Shane O’Brien stabbed 21-year-old Josh Hanson in an act of “pitiless savagery” at RE Bar in Hillingdon, west London, in October 2015, before going on the run for three years, the Old Bailey has heard.
O’Brien, 31, has told his murder trial he felt threatened by Mr Hanson who he felt was “ready to attack me” and “making very aggressive body language, staring straight into my eyes”.
In cross-examination, prosecutor Mark Heywood QC asked on Tuesday: “At the time did you see Mr Hanson with a weapon?”
O’Brien replied: “I didn’t see him obviously with a weapon.
“He possibly could have had a weapon and I had seen him passed something shiny.
“In my mind when I went up to approach him I felt under threat and possibly he could have had a weapon.”

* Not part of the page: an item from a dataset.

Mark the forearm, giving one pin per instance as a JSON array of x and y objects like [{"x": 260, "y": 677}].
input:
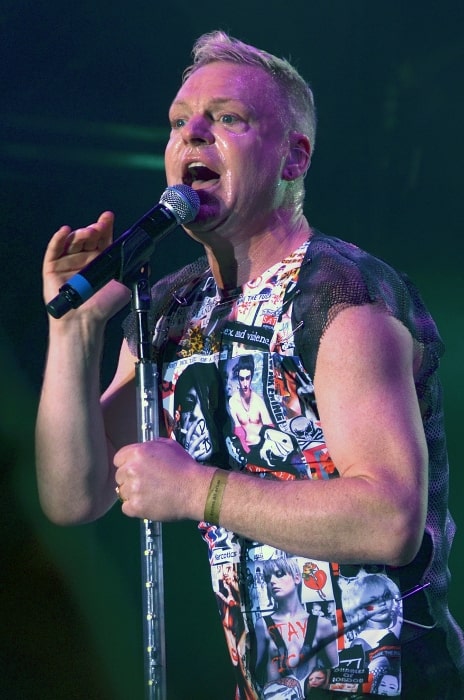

CCTV images played in court showed the moment Mr Hanson arrived at the bar at around 12.45am on Sunday October 11, with footage also showing the pair first passing each other several minutes later.
O’Brien has said they were not aware of each other at that point, but said after he and his three friends sat down it became apparent “they wasn’t happy with us sitting at that table” and that “the situation seemed hostile”.
Jurors have seen video showing the moment O’Brien slashes the council worker in front of his girlfriend shortly after 1am after the bar lights came on for closing time, inflicting a 37cm wound from his left ear to right chest.
As footage around three minutes before the attack was played, Mr Heywood asks: “There is no hostility is there? Where was the hostility at this stage?”
O’Brien said: “That bar is very small. Just body language can create an atmosphere.”
Mr Heywood said: “It can if you’re looking for it, Mr O’Brien.”
O’Brien has told the court he wanted to “pretend to attack” Mr Hanson with a knife bought from B&Q earlier that day to “scare him”, adding: “From the bottom of my heart I did not mean to touch him with that blade.”
Jurors have heard O’Brien accepts he used the blade to cause Mr Hanson’s death but says he is not “criminally responsible” because he did not mean to kill him.